Elsewhere, there’s progress with two of the biggest floats of the year, a ‘for sale’ sign remains a possibility for David Jones’ property assets and Ten Network draws interest from the UK.
The value of UGL stock was crushed during Monday trade, with investors responding pessimistically to news only one bidder bothered to submit a final bid for the engineering firm’s property arm, DTZ. TPG Capital is widely considered to be the only suitor left in the race and the lack of competition hints at a pricing level below management expectations for $1.2 billion.
The news comes after management had hinted at confidence there would be strong bids after receiving signs of interest from 14 private equity firms. With that confidence now in question, shares in the firm slumped 10 per cent. It now appears likely UGL will hang onto the division, though initial plans for a demerger could be revitalised.
In the IPO market, two of the biggest floats of the year are fast progressing towards judgment day, with consumer products maker SCA Hygiene and catering firm Spotless Group both receiving $1bn-plus valuations. Spotless is the closer of the two to the finish line as it rounds out final preparations for a listing on Friday. The Pacific Equity Partners’-owned firm has received significant investor interest at the bottom end of its pricing range and is on track to raise $1bn, which would result in a valuation just shy of $2bn.
Meanwhile, SCA, which manufacturers Purex, Sorbent, Handee and Libra products, has changed its name to Asaleo ahead of a listing that analysts say could value the firm at anywhere between $927 million and $1.15bn. Citi, Macquarie Capital and Bank of America Merrill Lynch are serving as lead advisors.
Also preparing to float is salary packaging firm Smart Group, which is staring at a valuation of about $200m.
In retail, David Jones’ flagship Market Street building in Sydney could yet be the subject of action, with the retailer’s new owner reportedly keen to assess the sale of development rights. South Africa’s Woolworths said it would “review alternatives” on the property assets, with the door again opening on the prospect of a sale of the retailer’s $600 million-plus property assets.
In media, Ten Network has been the subject of interest from UK network ITV, according to The Australian Financial Review.
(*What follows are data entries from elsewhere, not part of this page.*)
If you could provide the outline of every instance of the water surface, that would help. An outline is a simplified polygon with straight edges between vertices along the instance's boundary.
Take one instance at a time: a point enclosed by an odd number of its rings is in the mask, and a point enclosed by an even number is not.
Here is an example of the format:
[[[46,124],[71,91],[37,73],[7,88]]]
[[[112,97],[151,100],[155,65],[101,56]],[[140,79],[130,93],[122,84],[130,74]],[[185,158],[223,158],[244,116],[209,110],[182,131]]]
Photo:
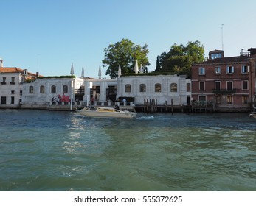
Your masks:
[[[256,191],[249,114],[0,110],[0,191]]]

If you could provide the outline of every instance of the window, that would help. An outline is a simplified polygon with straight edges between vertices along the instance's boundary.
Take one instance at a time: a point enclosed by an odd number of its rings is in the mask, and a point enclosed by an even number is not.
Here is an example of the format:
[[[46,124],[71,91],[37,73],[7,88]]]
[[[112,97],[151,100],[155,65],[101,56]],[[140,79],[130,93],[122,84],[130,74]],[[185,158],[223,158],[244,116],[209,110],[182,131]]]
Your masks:
[[[30,88],[29,88],[29,93],[34,93],[34,87],[33,86],[30,86]]]
[[[199,90],[204,90],[204,88],[205,88],[204,85],[205,85],[204,82],[199,82]]]
[[[44,86],[40,86],[40,93],[44,93]]]
[[[205,96],[199,96],[198,100],[199,101],[207,101],[207,97]]]
[[[3,77],[3,81],[1,82],[1,84],[2,85],[5,85],[6,84],[6,77]]]
[[[249,72],[249,67],[246,65],[242,65],[242,74],[247,74]]]
[[[215,103],[219,104],[221,104],[221,96],[215,96]]]
[[[242,103],[243,104],[248,104],[249,102],[249,96],[247,95],[243,95],[242,96]]]
[[[10,83],[11,83],[11,84],[15,84],[15,77],[12,77],[11,79],[12,79],[12,80],[11,80]]]
[[[51,92],[52,93],[56,93],[56,86],[52,86],[51,87]]]
[[[227,66],[226,67],[226,74],[231,74],[234,73],[234,67],[233,66]]]
[[[146,92],[146,85],[145,84],[139,85],[139,91],[140,92]]]
[[[242,81],[242,90],[248,90],[248,81]]]
[[[155,84],[155,92],[161,92],[161,84]]]
[[[191,91],[191,85],[190,83],[187,83],[187,92]]]
[[[233,96],[232,95],[226,96],[226,103],[233,104]]]
[[[125,85],[125,92],[131,91],[131,85],[130,84]]]
[[[177,84],[171,83],[170,84],[170,92],[177,92]]]
[[[232,90],[233,89],[233,82],[226,82],[226,90]]]
[[[216,81],[215,82],[215,90],[221,90],[221,82],[220,81]]]
[[[221,67],[216,66],[215,67],[215,74],[221,74]]]
[[[63,85],[63,93],[68,93],[68,86]]]
[[[10,104],[14,104],[14,96],[10,97]]]
[[[199,68],[199,75],[205,75],[205,68],[203,67]]]

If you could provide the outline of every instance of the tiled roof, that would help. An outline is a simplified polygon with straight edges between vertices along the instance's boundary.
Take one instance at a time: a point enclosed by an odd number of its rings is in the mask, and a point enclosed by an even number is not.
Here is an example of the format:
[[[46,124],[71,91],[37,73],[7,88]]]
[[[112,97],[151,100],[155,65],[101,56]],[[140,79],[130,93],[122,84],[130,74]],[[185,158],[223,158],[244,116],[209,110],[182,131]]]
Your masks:
[[[21,73],[24,74],[24,69],[17,67],[0,67],[0,73]],[[30,75],[36,76],[35,74],[28,72]]]
[[[209,64],[221,64],[221,63],[241,63],[241,62],[246,62],[247,59],[248,59],[247,56],[216,58],[212,60],[207,60],[205,62],[198,63],[194,65],[209,65]]]

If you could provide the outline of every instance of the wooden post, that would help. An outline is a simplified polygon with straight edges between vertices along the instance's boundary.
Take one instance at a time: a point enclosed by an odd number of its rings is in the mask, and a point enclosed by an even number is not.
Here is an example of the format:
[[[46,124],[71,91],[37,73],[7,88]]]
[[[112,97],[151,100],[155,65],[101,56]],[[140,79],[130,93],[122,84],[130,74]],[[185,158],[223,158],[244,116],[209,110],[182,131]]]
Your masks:
[[[170,99],[171,102],[171,107],[172,107],[172,115],[173,114],[173,99]]]

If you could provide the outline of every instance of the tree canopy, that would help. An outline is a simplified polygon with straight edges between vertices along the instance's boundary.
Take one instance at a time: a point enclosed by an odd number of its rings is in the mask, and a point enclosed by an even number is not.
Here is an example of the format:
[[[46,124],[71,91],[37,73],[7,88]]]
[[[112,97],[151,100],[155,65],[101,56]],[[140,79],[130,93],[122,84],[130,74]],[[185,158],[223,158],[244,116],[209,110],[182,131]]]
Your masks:
[[[134,73],[134,68],[136,60],[138,65],[142,65],[145,72],[148,72],[148,62],[147,54],[148,54],[148,45],[143,46],[136,45],[128,39],[122,39],[115,44],[110,44],[108,48],[104,49],[103,67],[108,67],[105,74],[111,78],[117,77],[118,68],[120,65],[121,73]]]
[[[156,71],[187,71],[192,64],[204,60],[204,46],[200,41],[189,41],[187,46],[174,43],[168,53],[157,57]]]

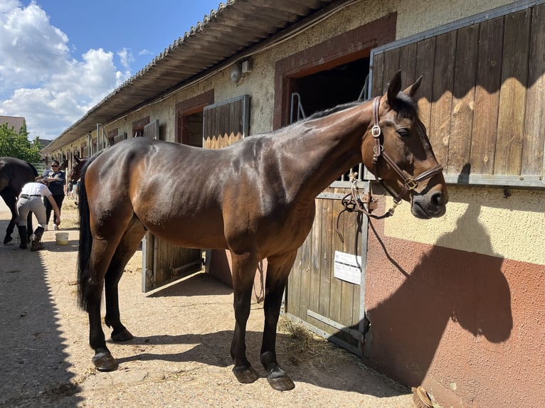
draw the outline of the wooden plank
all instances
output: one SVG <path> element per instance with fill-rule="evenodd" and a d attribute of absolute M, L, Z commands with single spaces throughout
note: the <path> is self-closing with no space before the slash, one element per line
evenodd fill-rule
<path fill-rule="evenodd" d="M 329 316 L 329 302 L 331 296 L 331 280 L 333 275 L 333 261 L 332 257 L 332 214 L 333 200 L 322 200 L 322 265 L 320 267 L 320 303 L 318 313 L 327 318 Z"/>
<path fill-rule="evenodd" d="M 497 112 L 502 80 L 504 18 L 480 24 L 471 172 L 492 174 L 496 152 Z"/>
<path fill-rule="evenodd" d="M 308 308 L 317 313 L 318 308 L 319 308 L 320 296 L 319 279 L 320 268 L 322 267 L 322 210 L 323 207 L 323 200 L 316 199 L 315 202 L 316 218 L 314 218 L 312 230 L 311 231 L 311 234 L 312 234 L 312 277 L 310 281 L 310 299 Z M 305 318 L 305 320 L 307 319 L 308 318 Z"/>
<path fill-rule="evenodd" d="M 382 82 L 384 77 L 384 53 L 375 54 L 373 56 L 373 76 L 371 86 L 371 97 L 382 95 Z"/>
<path fill-rule="evenodd" d="M 312 234 L 309 234 L 301 254 L 302 270 L 301 291 L 299 318 L 307 321 L 307 311 L 310 305 L 310 282 L 312 279 Z"/>
<path fill-rule="evenodd" d="M 407 87 L 414 83 L 417 76 L 421 73 L 416 72 L 416 43 L 412 43 L 399 50 L 399 70 L 401 71 L 401 83 Z"/>
<path fill-rule="evenodd" d="M 433 84 L 433 62 L 435 58 L 435 38 L 419 41 L 416 51 L 416 75 L 423 75 L 418 92 L 415 95 L 418 100 L 420 118 L 426 129 L 430 127 L 430 114 L 432 85 Z"/>
<path fill-rule="evenodd" d="M 334 193 L 346 194 L 349 190 L 346 188 L 335 188 Z M 334 200 L 333 203 L 333 213 L 332 218 L 333 219 L 333 229 L 332 231 L 332 256 L 334 257 L 335 251 L 342 251 L 342 242 L 337 232 L 337 220 L 339 217 L 339 213 L 343 210 L 342 204 L 339 200 Z M 344 217 L 346 213 L 344 213 L 341 217 Z M 339 220 L 339 230 L 340 233 L 344 236 L 344 224 Z M 334 270 L 332 273 L 333 275 Z M 332 320 L 334 321 L 340 321 L 341 320 L 341 301 L 342 299 L 342 294 L 341 292 L 342 283 L 341 280 L 335 278 L 333 276 L 331 279 L 330 286 L 330 301 L 329 301 L 329 316 Z"/>
<path fill-rule="evenodd" d="M 382 92 L 383 95 L 388 90 L 388 85 L 393 75 L 399 70 L 399 48 L 391 50 L 384 54 L 384 68 L 382 80 Z"/>
<path fill-rule="evenodd" d="M 344 215 L 344 242 L 342 251 L 347 254 L 356 253 L 356 213 L 345 213 Z M 351 325 L 353 321 L 354 286 L 359 290 L 358 285 L 342 281 L 341 287 L 341 318 L 339 323 L 345 326 Z"/>
<path fill-rule="evenodd" d="M 431 112 L 428 136 L 438 161 L 446 168 L 450 136 L 450 112 L 456 52 L 455 31 L 438 36 L 433 75 Z"/>
<path fill-rule="evenodd" d="M 456 38 L 456 66 L 454 70 L 454 95 L 448 149 L 448 173 L 467 173 L 470 164 L 473 129 L 475 85 L 477 79 L 479 26 L 460 28 Z"/>
<path fill-rule="evenodd" d="M 528 67 L 524 122 L 524 145 L 522 149 L 522 173 L 545 176 L 544 138 L 545 138 L 545 4 L 532 9 L 530 58 Z M 538 109 L 536 109 L 536 107 Z"/>
<path fill-rule="evenodd" d="M 531 16 L 527 9 L 505 16 L 494 174 L 520 174 Z"/>

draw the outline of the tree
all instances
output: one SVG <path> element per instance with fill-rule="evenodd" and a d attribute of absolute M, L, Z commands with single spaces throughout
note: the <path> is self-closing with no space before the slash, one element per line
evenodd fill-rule
<path fill-rule="evenodd" d="M 28 136 L 26 125 L 16 131 L 13 126 L 8 127 L 6 123 L 0 124 L 0 156 L 16 157 L 31 163 L 41 161 L 41 146 L 38 137 L 31 142 Z"/>

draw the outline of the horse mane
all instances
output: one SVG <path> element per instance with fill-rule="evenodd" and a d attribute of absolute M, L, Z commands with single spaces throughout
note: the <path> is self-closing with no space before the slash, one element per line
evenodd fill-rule
<path fill-rule="evenodd" d="M 332 114 L 334 114 L 337 112 L 340 112 L 342 110 L 344 110 L 345 109 L 348 109 L 350 107 L 353 107 L 355 106 L 358 106 L 359 104 L 361 104 L 364 103 L 364 102 L 361 100 L 357 101 L 353 101 L 350 102 L 346 102 L 342 103 L 341 104 L 338 104 L 337 106 L 334 106 L 333 107 L 329 107 L 327 109 L 324 109 L 323 110 L 319 110 L 317 112 L 315 112 L 312 114 L 311 114 L 309 117 L 307 117 L 306 119 L 303 120 L 312 120 L 313 119 L 319 119 L 321 117 L 324 117 L 326 116 L 330 115 Z"/>
<path fill-rule="evenodd" d="M 342 103 L 333 107 L 315 112 L 303 120 L 312 120 L 314 119 L 324 117 L 337 112 L 344 110 L 345 109 L 358 106 L 365 103 L 367 101 L 356 100 Z M 416 102 L 412 97 L 404 92 L 400 92 L 398 93 L 397 96 L 396 97 L 396 102 L 393 103 L 393 106 L 391 107 L 401 117 L 413 119 L 418 117 L 418 105 L 416 104 Z"/>
<path fill-rule="evenodd" d="M 418 105 L 412 97 L 404 92 L 398 92 L 393 106 L 391 107 L 401 117 L 411 119 L 418 117 Z"/>

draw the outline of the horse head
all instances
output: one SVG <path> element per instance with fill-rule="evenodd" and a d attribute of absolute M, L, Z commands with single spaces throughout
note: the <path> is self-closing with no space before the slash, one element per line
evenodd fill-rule
<path fill-rule="evenodd" d="M 75 164 L 68 174 L 68 181 L 72 183 L 72 184 L 75 184 L 81 177 L 81 171 L 83 169 L 83 166 L 85 166 L 87 159 L 87 157 L 80 158 L 77 156 L 74 156 Z"/>
<path fill-rule="evenodd" d="M 394 197 L 411 203 L 413 215 L 445 214 L 448 194 L 439 165 L 413 99 L 422 77 L 401 92 L 401 73 L 372 104 L 373 120 L 364 136 L 364 163 Z"/>

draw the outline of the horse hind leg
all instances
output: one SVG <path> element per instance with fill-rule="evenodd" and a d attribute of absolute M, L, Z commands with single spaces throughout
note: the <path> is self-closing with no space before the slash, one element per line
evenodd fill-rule
<path fill-rule="evenodd" d="M 16 213 L 15 208 L 16 196 L 11 195 L 7 188 L 2 191 L 1 193 L 0 193 L 0 195 L 1 195 L 2 198 L 4 198 L 4 201 L 6 203 L 6 205 L 8 206 L 9 210 L 11 213 L 11 219 L 8 223 L 8 227 L 6 228 L 6 236 L 4 238 L 4 245 L 5 245 L 6 244 L 8 244 L 13 240 L 11 235 L 14 233 L 14 230 L 15 230 L 15 220 L 17 218 L 17 213 Z"/>
<path fill-rule="evenodd" d="M 267 380 L 279 391 L 292 390 L 295 385 L 276 359 L 276 330 L 280 313 L 282 296 L 297 251 L 281 257 L 268 258 L 265 296 L 263 305 L 265 326 L 261 345 L 261 363 L 267 370 Z"/>
<path fill-rule="evenodd" d="M 112 328 L 112 340 L 114 341 L 122 342 L 134 338 L 121 323 L 119 282 L 127 263 L 138 249 L 144 234 L 143 225 L 134 218 L 117 245 L 105 277 L 106 316 L 104 321 L 108 327 Z"/>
The report suggested that ITV discussed the prospect of taking a stake in the struggling Australian network in January, though talks have “not gone anywhere”.
Elsewhere, Etihad Airways has again upped its shareholding in Virgin Australia, this time to 21.2 per cent. Air New Zealand, with 24.5 per cent, remains the biggest shareholder in Qantas’ bitter domestic rival.
Finally, Mark Bouris’ Yellow Brick Road has acquired mortgage aggregator Vow Financial in a $17.6m deal that is due to close by the end of July.